Attorneys Bradley A. Benbrook and Stephen M. Duvernay of the Benbrook Law Group, PC, and David H. Thompson, Peter A. Patterson and Joseph O. Masterman of Cooper & Kirk, PLLC filed the memorandum, which asserts plaintiffs have already suffered harm due to the constitutional violations contained in the new law.

The lawsuit, and this new memorandum, allege the law (Section 1021.11 of the California Penal Code) is unconstitutional under the Supremacy Clause, and that it also violates the First Amendment right to petition the government for redress of grievances.

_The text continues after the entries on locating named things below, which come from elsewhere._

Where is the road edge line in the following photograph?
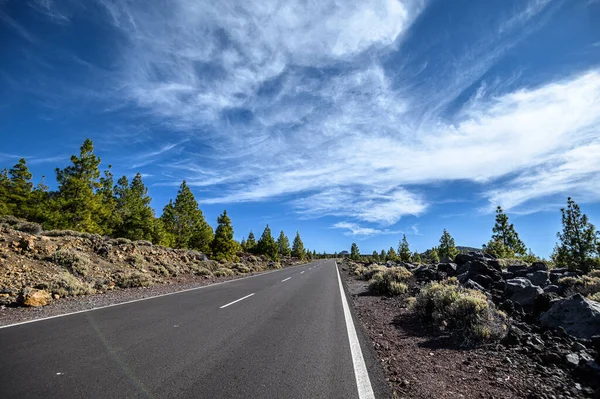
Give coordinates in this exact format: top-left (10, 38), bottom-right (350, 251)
top-left (0, 262), bottom-right (312, 330)
top-left (333, 261), bottom-right (375, 399)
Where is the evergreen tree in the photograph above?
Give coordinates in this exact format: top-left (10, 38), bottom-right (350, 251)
top-left (7, 158), bottom-right (33, 219)
top-left (112, 173), bottom-right (156, 241)
top-left (256, 225), bottom-right (279, 260)
top-left (246, 230), bottom-right (256, 253)
top-left (350, 242), bottom-right (360, 260)
top-left (371, 251), bottom-right (379, 262)
top-left (211, 210), bottom-right (238, 260)
top-left (483, 207), bottom-right (527, 258)
top-left (161, 180), bottom-right (213, 253)
top-left (292, 232), bottom-right (306, 259)
top-left (398, 234), bottom-right (411, 262)
top-left (277, 230), bottom-right (292, 257)
top-left (412, 251), bottom-right (421, 263)
top-left (552, 197), bottom-right (598, 272)
top-left (438, 229), bottom-right (459, 259)
top-left (429, 247), bottom-right (440, 263)
top-left (386, 247), bottom-right (398, 262)
top-left (49, 139), bottom-right (104, 234)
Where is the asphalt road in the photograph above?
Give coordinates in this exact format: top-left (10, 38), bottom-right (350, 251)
top-left (0, 260), bottom-right (387, 399)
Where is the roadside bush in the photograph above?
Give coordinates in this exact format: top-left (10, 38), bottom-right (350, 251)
top-left (116, 272), bottom-right (152, 288)
top-left (558, 274), bottom-right (600, 296)
top-left (369, 267), bottom-right (412, 296)
top-left (48, 272), bottom-right (95, 297)
top-left (412, 281), bottom-right (507, 342)
top-left (213, 267), bottom-right (235, 277)
top-left (52, 249), bottom-right (91, 277)
top-left (149, 265), bottom-right (170, 277)
top-left (14, 222), bottom-right (42, 235)
top-left (360, 266), bottom-right (387, 281)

The statute also discriminates against gun rights plaintiffs in violation of the Equal Protection Clause of the 14th Amendment, according to the lawsuit.

SAF is joined by Gunfighter Tactical, LLC, PWGG, L.P., the San Diego County Gun Owners’ PAC, California Gun Rights Foundation, Firearms Policy Coalition, Inc., Dillon Law Group, P.C., John Phillips, Ryan Peterson, George M. Lee, John W. Dillon and James Miller, for whom the lawsuit is named.

The new motion also says Section 1021.11 has “caused several Plaintiffs to dismiss or refrain from bringing additional lawsuits challenging other California firearms regulations that they believe are unconstitutional.”

“We are pulling out all the stops in fighting this new statute because of its egregious nature,” said SAF founder and executive vice president Alan M. Gottlieb, one of the plaintiffs in the case known as Miller v. Bonta. “Section 1021.11 is part of Senate Bill 1327, adopted earlier this year in reaction to a Texas law passed last year, which is about abortion. The California law was crafted as a political response to the Texas statute, which California Attorney General Rob Bonta, the chief defendant in our case, described as ‘blatantly unconstitutional.’

“Bonta is trying to have it both ways,” Gottlieb continued. “He simply cannot protest a law he considers unconstitutional by enforcing another law which is equally unconstitutional in what amounts to a childish political snit that began with California Gov. Gavin Newsom and the California legislature.”